Polish lawyer and acting mayor of Gdańsk

Aleksandra Maria Dulkiewicz (born 10 July 1979) is a Polish lawyer and politician serving as the city mayor of Gdańsk since 11 March 2019.

== Life and career ==
In 1994, she graduated from The Primary School No. 50 named after Emilia Plater in Gdańsk. In 1999 she graduated from the III Liceum Ogólnokształcące im. Bohaterów Westerplatte w Gdańsku (a high school). In 2006 she graduated from the University of Gdańsk in law. From 2004 to 2005 she studied at the faculty of Law of University of Salzburg.

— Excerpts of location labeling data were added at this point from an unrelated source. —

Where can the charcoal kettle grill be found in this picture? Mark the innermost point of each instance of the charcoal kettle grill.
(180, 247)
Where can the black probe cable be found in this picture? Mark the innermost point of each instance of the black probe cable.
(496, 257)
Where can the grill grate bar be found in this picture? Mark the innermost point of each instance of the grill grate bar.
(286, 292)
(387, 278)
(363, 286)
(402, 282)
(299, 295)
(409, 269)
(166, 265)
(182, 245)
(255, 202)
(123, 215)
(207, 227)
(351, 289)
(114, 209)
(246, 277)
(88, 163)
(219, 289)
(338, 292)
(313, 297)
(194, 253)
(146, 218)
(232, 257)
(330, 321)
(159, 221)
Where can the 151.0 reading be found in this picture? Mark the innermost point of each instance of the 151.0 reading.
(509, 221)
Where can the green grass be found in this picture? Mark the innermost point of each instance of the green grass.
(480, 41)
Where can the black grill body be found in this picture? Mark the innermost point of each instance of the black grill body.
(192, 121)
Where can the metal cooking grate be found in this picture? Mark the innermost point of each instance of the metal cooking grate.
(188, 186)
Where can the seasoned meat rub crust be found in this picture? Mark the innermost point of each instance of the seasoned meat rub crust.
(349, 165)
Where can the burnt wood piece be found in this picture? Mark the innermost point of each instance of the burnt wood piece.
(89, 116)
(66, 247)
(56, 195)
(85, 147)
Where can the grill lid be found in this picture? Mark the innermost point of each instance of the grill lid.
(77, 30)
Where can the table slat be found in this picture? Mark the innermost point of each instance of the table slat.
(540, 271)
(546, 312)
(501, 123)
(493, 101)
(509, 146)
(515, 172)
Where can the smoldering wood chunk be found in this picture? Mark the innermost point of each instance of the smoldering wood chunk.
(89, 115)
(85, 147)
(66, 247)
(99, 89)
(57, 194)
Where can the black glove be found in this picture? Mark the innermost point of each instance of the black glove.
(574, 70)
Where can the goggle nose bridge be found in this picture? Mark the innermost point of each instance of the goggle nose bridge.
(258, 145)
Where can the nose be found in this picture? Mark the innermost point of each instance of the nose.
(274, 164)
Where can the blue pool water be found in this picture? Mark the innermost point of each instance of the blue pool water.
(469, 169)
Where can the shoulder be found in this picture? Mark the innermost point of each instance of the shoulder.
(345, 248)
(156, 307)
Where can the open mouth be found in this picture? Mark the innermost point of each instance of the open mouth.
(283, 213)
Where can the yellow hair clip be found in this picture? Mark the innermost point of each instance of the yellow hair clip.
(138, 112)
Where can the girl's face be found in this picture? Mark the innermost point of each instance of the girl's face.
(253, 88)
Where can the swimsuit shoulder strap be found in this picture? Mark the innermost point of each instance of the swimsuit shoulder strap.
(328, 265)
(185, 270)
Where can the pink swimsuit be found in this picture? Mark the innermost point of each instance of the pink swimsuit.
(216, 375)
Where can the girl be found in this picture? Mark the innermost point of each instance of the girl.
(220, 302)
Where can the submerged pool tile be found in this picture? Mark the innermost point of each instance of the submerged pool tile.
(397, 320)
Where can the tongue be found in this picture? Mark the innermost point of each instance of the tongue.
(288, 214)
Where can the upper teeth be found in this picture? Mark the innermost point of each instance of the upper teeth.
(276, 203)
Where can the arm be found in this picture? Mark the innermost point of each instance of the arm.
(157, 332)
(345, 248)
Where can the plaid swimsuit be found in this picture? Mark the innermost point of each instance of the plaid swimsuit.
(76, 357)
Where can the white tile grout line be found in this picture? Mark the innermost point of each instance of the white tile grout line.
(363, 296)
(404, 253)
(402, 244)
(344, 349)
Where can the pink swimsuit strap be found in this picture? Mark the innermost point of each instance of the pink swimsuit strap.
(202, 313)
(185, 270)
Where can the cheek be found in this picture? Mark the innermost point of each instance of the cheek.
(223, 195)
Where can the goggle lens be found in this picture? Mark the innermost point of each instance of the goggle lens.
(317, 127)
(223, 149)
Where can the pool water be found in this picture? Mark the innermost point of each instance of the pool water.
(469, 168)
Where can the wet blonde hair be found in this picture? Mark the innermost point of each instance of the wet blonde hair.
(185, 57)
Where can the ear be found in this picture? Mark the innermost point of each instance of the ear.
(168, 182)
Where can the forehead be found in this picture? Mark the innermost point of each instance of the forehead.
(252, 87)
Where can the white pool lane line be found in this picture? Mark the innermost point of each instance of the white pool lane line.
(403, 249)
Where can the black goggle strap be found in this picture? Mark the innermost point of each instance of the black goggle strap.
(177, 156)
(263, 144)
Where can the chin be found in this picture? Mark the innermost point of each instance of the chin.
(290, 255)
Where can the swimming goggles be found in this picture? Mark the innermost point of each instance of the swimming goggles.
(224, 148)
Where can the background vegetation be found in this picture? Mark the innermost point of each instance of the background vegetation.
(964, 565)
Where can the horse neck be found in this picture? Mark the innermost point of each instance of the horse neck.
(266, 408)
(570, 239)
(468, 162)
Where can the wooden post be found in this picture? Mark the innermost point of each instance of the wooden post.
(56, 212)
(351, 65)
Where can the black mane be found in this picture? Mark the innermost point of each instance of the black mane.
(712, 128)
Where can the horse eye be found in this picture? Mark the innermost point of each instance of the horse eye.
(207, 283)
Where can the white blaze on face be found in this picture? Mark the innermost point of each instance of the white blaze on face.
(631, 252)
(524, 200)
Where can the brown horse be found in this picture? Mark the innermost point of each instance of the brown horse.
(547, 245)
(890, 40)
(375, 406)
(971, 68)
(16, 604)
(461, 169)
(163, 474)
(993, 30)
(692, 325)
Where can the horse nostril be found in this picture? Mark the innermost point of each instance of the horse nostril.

She acted in the Association of Young Conservatives and the Conservative People's Party. In 1995 she participated in the mayor campaign of Hanna Gronkiewicz-Waltz. Since 2000, she has worked in the Gdansk AREOPAG organisation. In 2006 she was assistant of the mayor of Gdansk Paweł Adamowicz. She was working in the European Solidarity Centre in the 2009–2014 period and in the Gdansk Economic Development Agency in the 2014–2017 period. She also participated in the preparation of UEFA Euro 2012 in Gdańsk.

In 2010 and 2014 she was elected as a city councillor in Gdańsk, being a candidate of the Civic Platform party, in 2014 she became the leader of the Civic Platform club in the municipal council. From 20 March 2017 to 14 January 2019, she was deputy city mayor of Gdańsk responsible for the economic policy. During the local elections in 2018, she was the campaign manager of Adamowicz (she suspended her membership in Civic Platform then, which later expired). In this election, she received re-election in the city council, being a candidate of the Committee Everything for Gdańsk.

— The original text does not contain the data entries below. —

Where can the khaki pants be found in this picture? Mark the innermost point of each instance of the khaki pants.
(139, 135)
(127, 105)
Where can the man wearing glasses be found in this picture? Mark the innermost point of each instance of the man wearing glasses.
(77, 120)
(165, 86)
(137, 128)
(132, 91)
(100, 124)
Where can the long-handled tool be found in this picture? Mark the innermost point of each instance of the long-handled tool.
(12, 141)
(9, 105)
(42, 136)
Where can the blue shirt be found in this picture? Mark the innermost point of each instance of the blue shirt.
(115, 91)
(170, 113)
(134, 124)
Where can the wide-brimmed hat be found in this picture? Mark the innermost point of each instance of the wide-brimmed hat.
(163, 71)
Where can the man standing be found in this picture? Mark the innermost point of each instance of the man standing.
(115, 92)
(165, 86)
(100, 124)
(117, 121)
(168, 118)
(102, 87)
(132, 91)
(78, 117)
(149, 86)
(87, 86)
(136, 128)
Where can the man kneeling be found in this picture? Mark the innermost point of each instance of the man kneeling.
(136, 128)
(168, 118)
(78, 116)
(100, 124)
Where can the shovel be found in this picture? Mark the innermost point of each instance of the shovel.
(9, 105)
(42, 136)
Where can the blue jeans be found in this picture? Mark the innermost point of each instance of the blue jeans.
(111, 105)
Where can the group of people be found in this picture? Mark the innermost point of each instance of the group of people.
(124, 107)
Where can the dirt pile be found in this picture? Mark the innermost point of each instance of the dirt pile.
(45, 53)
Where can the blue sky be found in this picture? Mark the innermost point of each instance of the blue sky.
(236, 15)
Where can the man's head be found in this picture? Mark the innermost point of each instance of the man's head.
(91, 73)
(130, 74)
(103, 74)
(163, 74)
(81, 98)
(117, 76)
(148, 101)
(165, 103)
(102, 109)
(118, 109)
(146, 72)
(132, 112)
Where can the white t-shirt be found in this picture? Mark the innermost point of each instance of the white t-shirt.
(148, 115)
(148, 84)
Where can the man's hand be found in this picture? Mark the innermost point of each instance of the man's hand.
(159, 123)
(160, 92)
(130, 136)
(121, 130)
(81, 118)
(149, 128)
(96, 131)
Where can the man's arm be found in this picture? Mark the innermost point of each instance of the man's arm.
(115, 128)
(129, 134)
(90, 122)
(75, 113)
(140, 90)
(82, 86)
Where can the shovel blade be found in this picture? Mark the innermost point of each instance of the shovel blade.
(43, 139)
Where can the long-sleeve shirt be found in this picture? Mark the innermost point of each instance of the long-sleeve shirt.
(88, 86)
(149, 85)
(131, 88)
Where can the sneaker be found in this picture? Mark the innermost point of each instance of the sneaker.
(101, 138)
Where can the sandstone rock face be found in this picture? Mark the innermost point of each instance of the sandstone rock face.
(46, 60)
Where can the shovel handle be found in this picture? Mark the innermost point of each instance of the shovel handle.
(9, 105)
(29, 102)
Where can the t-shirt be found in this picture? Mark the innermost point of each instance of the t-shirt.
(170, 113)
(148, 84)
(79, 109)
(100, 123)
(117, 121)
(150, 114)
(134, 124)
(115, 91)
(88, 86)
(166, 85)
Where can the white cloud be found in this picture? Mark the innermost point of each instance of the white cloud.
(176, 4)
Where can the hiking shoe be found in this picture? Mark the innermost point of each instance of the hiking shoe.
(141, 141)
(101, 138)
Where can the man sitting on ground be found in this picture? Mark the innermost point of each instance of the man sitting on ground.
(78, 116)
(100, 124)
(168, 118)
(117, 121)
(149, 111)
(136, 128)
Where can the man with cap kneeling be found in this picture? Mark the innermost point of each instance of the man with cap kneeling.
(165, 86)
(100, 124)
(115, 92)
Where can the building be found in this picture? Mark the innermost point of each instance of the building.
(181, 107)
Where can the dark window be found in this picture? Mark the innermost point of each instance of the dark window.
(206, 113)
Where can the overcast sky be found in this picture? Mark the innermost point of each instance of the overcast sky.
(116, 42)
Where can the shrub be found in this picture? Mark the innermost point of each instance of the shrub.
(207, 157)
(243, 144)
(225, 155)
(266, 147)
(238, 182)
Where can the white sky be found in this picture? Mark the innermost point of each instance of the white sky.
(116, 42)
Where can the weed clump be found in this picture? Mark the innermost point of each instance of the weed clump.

On 14 January 2019, after the assassination of Adamowicz, she assumed the position of an acting city mayor of Gdańsk. On 15 January 2019, the Prime Minister Mateusz Morawiecki confirmed that she would continue as the acting city mayor until the election of a new one.

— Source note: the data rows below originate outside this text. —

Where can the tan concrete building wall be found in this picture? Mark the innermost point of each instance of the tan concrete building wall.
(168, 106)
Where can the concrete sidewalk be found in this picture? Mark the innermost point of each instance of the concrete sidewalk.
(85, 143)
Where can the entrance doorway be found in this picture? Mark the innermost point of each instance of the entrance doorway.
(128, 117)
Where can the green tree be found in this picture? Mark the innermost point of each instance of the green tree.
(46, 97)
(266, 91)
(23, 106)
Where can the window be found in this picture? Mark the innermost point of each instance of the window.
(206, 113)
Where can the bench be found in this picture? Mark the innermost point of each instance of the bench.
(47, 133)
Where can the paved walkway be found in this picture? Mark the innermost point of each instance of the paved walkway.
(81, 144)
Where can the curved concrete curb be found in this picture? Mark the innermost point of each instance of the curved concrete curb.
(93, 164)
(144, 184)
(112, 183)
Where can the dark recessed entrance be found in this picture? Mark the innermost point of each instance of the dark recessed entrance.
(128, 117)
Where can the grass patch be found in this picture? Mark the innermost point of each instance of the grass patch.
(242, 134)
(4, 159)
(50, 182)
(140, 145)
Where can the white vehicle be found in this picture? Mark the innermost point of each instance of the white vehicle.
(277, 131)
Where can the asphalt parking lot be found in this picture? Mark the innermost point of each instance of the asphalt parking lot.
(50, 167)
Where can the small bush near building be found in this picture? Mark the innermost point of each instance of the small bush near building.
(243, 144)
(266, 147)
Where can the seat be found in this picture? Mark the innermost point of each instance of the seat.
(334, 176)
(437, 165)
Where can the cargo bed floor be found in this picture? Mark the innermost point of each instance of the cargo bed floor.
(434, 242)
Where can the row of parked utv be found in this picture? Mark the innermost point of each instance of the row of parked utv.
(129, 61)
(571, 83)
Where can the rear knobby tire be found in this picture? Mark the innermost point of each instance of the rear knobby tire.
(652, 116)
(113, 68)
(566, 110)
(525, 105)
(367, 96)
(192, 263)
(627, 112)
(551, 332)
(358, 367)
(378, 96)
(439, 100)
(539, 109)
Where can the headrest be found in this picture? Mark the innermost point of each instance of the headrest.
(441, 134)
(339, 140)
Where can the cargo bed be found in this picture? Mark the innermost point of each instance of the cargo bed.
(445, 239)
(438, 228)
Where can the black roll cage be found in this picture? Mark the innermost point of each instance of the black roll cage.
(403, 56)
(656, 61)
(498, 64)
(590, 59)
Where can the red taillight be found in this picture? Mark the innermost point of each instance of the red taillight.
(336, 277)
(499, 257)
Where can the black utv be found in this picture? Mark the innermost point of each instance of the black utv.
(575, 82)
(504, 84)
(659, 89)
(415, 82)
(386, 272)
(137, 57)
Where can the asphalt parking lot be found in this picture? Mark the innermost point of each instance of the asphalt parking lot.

On 22 January 2019, she ran for the mayoralty of the city of Gdańsk in the early elections held on 3 March 2019, and was elected with the 82% of the votes. She started her term on 11 March 2019, as first woman on this post. In 2024, she was re-elected as Mayor of Gdańsk in the 2024 Polish local elections winning 62.3% of the votes.

== Personal life ==
Dulkiewicz is a single mother with a daughter named Zofia (born 2008). She is a Roman Catholic.